After the Floyd murder, she wrote a Facebook post in which she signed off #pissedoffpastor. “Obviously, I was mad.” When she was asked to speak at the “Justice for George” rally, she asked on Facebook for fast connections for a #pissedoffpastor t-shirt. A friend knew a friend… and when her photo wearing the t-shirt behind the microphone appeared in the Kenosha news and on social media, it drew attention. People started asking for one, so she put in her own order for 150 and established a website (pissedoffpastor.org).
“I said yes right away,” she recalled about being asked to speak. “I’m a gut person and I know that I’m going do it. I knew I had to do it. I contacted Steve Jerbe [LSTC grad, pastor and activist], who gave me encouragement and helped me think through what I wanted to say. It was about me finding my voice. I have always thought that because of my social location as a black person raised by white people, married to a black man and as a mother of black kids, this moment to use my voice would come, and it felt that this was the moment. No more cool and calm and collected to make everyone comfortable. I knew it was time.”

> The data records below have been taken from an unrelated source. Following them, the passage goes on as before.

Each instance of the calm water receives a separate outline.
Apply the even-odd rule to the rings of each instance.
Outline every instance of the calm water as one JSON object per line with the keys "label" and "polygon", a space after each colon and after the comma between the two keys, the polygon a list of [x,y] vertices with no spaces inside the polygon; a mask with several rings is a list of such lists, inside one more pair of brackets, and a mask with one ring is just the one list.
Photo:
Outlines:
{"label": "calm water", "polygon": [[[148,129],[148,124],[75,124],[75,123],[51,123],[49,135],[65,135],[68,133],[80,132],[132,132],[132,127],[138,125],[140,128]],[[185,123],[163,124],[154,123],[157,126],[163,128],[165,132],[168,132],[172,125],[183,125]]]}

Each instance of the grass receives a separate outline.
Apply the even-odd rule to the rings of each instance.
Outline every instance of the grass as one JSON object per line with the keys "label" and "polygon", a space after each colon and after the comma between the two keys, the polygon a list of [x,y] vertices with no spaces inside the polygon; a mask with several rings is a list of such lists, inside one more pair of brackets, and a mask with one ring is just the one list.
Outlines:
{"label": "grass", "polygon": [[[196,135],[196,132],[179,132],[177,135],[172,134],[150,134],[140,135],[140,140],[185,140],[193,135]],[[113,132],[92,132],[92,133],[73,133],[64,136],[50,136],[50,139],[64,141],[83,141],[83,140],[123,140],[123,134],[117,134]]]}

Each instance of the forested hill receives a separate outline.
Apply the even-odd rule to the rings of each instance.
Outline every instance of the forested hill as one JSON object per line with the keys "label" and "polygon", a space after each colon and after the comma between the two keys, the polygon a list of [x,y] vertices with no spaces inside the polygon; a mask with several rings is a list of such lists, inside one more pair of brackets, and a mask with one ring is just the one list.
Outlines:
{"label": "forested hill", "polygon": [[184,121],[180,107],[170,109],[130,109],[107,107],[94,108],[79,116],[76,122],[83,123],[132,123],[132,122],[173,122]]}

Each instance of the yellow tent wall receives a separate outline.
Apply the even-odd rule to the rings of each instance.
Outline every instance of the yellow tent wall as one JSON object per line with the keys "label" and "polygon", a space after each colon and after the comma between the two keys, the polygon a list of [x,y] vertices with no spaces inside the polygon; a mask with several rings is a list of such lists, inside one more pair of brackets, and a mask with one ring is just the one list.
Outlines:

“I’m not the first to have this hashtag, but I might be the first to sell t-shirts. In this day and age, people of faith should be angry; righteous anger,” she said, adding that anger is a great motivator and that the church has often been part of the problem. “We should be angry about racism, LGBTQ issues, sexual identity… I love what I’ve learned through faith, but I don’t love the things that have been so damaging. How do we face those things?”
She took the same advice she’s given high school students—to push some limits as you find your own voice. Still, at the rally she was nervous and had notes. She said it felt like coming out during Pride month: “It was the right time to say something about the issues of this time.”
In this time, she is also examining what it means to “live and work in Kara space.” For instance, she wonders if her cousins know that when she drives away from family reunions at Luther College (her alma mater) in Decorah, Iowa, that although it’s a “safe and lovely place to be,” she still has to worry about what could happen if she as a black woman gets pulled over?
Perhaps Baylor’s first blog entry on her website explains it best (edited for space):
“It wasn’t until seminary, in my late 20s, that I started to claim my Blackness. I went to LSTC… because I knew it would be the place that would challenge me to think about what it meant to be a Black leader in the ELCA. The best part of seminary for me was the dialogue group between Black and White women. I wasn’t really interested in the white women at all. I was there to learn and hear from the Black women… They helped me to know that I was just fine the way I was. They helped me understand that black is beautiful, black is full of uniqueness, and that I didn’t have to change to meet someone else’s expectation of Blackness. These are still lessons that I need to draw upon and remember when I wonder if I’m going to fit in. I am who I am.
“So, what do I mean when I talk about, ‘Claiming My Blackness?’ I mean, my story is my story. It is unique in that I surprised many doctors and other professionals when they met Kara Skatrud with brown skin. Yet my story is the same as so many other Black women. Sadly, most of us have a stories about inappropriate things that white men have said to us. Claiming My Blackness means claiming my voice to share my story and to push for change for a better world for future generations. It also means not looking to white people for validation that it is okay to speak. Claiming My Blackness means claiming my space in the world and in the church without having to make white people feel comfortable with my presence. The journey to Claiming My Blackness is a lifelong adventure. Sharing my story is part of that journey… Hopefully, sharing my journey, my story, will truly be helpful to others. There is strength in our stories.”